MCA market insight director Steve Gotham discusses why wine is losing out to other alcohol categories and suggests that lack of innovation may be to blame.
Having been writing these articles for almost four months now, I feel we have reached a stage in our relationship whereby I can be a bit more open and honest with you. So here goes… while I don’t smoke or do drugs, I am rather partial to a glass of wine in the evening. I genuinely believe it enhances the taste and enjoyment of food – though I should add that I am trying to cut it out on at least a couple of nights in the week. Anyhow, that’s quite enough confessions for now, what of wine consumption in the out of home market?
MCA’s Eating Out Panel consumer tracking allows us to better understand drink consumption at meal times. At Q1 this year, just 3% of lunches and 14% of dinners were accompanied by wine. Concerningly for some, these proportions were down on the equivalent period last year and further still from the 5% and 17% comparatives from Q1 2016. Wine (after beer) might still be the second most popular beverage choice at dinner, but the evidence suggests wine consumption is losing out – but why?
Certainly, over the three-year period, the popularity of beer and cider as accompaniments to dinner food has remained more resilient, while we have seen modest increases, albeit from a lower base, in the enjoyment of spirits/cocktails. There can be no denying that beer, to an extent cider, but certainly spirits and gin, in particular, have benefitted significantly from the craft-led boom with assorted artisanal products very much in vogue. Beer festivals continue to be popular and my local Guildford event is delighted to source product from 30 different independent and micro-breweries within a 30-mile radius of the town. Moreover, I could say that beer has raised its game at seeking to increase awareness of different food pairings.
By comparison, the wine industry has been far less innovative, too complacent and too stuck in its traditional ways. As such, it has become too reliant on more mature consumers, who frankly, are just getting older – which means going out less than their younger counterparts who typically have an underdeveloped appreciation of grape-based delights.
Okay, mini rant over. To be fair to wine, it has been targeted (unfairly hammered according to some in the trade) as a soft touch for duty rises by successive UK governments. Since 2000, duty rates on still wine have increased by 100%, significantly higher than the 47% on spirits, the 53% on cider or the 59% on beer. This means that 61% of a £5 bottle of wine is tax (duty and VAT) and it is not until you pay £6.70 for a still wine that you are starting to pay more for the wine than in tax. Clearly these are just supermarket prices – inevitably there are additional mark-ups that apply in the on-trade.

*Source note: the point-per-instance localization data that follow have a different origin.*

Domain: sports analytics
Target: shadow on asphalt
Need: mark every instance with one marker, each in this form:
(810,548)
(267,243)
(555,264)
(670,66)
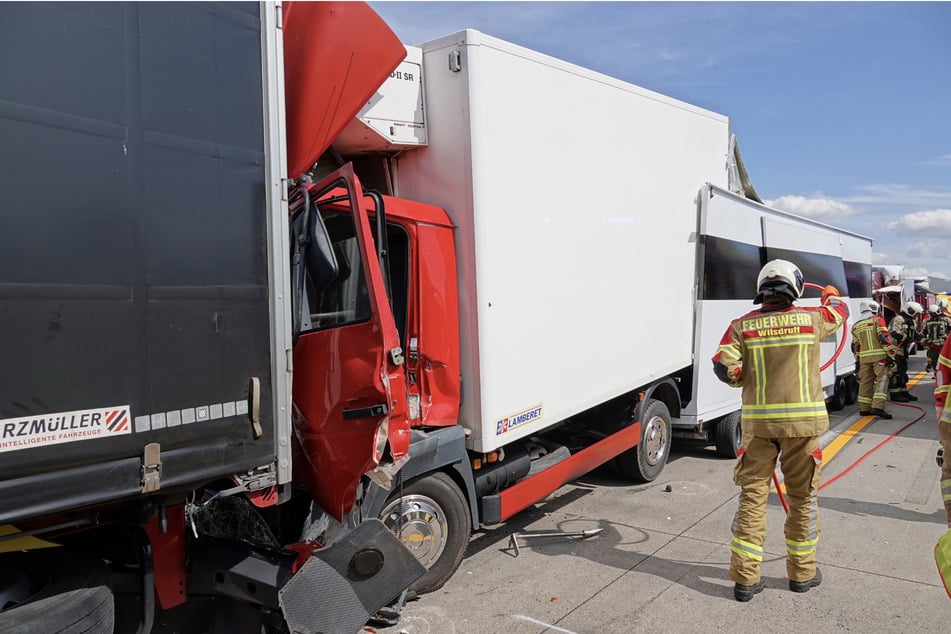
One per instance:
(610,549)
(878,509)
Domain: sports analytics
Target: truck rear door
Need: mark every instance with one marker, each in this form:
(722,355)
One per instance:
(349,389)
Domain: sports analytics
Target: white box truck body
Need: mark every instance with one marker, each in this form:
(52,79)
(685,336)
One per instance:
(736,236)
(574,196)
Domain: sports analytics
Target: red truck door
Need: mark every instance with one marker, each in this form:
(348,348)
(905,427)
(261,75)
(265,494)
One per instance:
(349,389)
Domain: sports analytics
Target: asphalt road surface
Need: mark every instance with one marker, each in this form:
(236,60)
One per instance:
(660,562)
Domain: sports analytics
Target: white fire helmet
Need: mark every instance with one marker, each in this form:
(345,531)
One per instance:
(868,306)
(779,276)
(912,309)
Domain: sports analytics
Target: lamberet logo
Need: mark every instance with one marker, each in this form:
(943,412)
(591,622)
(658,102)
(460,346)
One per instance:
(511,422)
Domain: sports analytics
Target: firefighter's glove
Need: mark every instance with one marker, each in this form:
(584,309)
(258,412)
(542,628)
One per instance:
(828,292)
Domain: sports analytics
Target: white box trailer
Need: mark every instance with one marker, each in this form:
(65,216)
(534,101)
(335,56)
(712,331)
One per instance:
(575,235)
(737,236)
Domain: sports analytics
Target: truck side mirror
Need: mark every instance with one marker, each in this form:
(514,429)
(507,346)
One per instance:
(312,253)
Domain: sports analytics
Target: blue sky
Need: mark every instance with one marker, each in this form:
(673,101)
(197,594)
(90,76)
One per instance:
(842,109)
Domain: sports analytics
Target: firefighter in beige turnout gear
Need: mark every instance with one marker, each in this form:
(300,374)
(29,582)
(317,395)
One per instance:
(943,414)
(773,354)
(874,352)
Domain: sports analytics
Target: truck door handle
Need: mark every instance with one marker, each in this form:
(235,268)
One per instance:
(372,411)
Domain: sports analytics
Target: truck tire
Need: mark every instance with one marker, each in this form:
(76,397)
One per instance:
(728,435)
(431,517)
(837,401)
(644,462)
(55,591)
(852,389)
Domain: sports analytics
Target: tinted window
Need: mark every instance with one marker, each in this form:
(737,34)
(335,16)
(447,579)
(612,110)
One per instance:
(730,268)
(859,277)
(816,268)
(347,299)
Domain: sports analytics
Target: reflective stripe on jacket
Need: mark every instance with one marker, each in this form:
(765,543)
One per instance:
(867,335)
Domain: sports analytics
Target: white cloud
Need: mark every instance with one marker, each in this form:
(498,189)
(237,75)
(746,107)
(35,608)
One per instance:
(944,159)
(906,196)
(931,223)
(823,209)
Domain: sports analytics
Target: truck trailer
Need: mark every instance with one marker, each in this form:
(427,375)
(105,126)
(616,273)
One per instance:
(147,268)
(736,236)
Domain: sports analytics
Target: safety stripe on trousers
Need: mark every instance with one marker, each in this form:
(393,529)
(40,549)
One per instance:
(801,549)
(746,549)
(784,410)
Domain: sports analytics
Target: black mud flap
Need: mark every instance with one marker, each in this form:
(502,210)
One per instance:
(341,587)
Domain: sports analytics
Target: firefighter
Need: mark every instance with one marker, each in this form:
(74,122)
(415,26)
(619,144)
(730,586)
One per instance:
(874,352)
(903,332)
(936,331)
(773,354)
(943,414)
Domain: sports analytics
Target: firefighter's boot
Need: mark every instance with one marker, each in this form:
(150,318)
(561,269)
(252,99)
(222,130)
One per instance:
(803,586)
(745,593)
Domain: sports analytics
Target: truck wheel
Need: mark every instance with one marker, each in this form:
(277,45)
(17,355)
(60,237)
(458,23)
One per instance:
(837,400)
(431,517)
(852,390)
(645,461)
(728,435)
(55,591)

Talking of which, and merely using the limited lens of a few leading restaurant chain operators, it would appear that wine is not a high-profile development category. In terms of product offer, it is noteworthy that the customer choice at the admittedly more youthful, Nando’s and Wagamama, has barely changed over the past three years. At Nando’s you still get three white, three red, two rosé and a sparkling (new), while at Wagamama you still get five white, two red, one rosé and a sparkling.
Interestingly however, and to their credit perhaps, the prices at Wagamama have not changed from three years ago. The cheapest and dearest glasses of white and red are unaltered – and range from £4.50 to £6.75. The only price change is the 30p increase on a glass of Prosecco, up to £4.95. By contrast, at Nando’s price rises of between 50-70p have been applied across the board, with the entry-exit price range now stretching from £4.25 to £5.80.
I can almost hear the wine aficionados rumbling about my choice of restaurants, so let’s bring Côte into the picture. Here the wine offer is unsurprisingly far more substantial, but again, barely changed. Whites still number 16, reds 18, rosés four and sparkling three. Regarding cost, prices for cheapest glasses start at £4.95 for white and red, having both increased by 45p. The dearest price on white has also increased by c.10%, though the exit price on red has been reduced by 5% to £7.15. That said, the dearest bottle price has risen, up £3 to £92, for the intense black cherry fruit and lush finish of a Chateau Talbot 2013.
So, what to say by way of a conclusion? Whereas a few years ago it might have been the case that the wine category was far from broken, so why try to fix it, now I am not so sure. I wonder if present diminishing trends continue, and if we don’t see more on-trade innovation that helps to bring more youthful consumers on board, then wine sales will only decline further. And sadly perhaps, I won’t be the only one continuing to enjoy my wine mostly at home?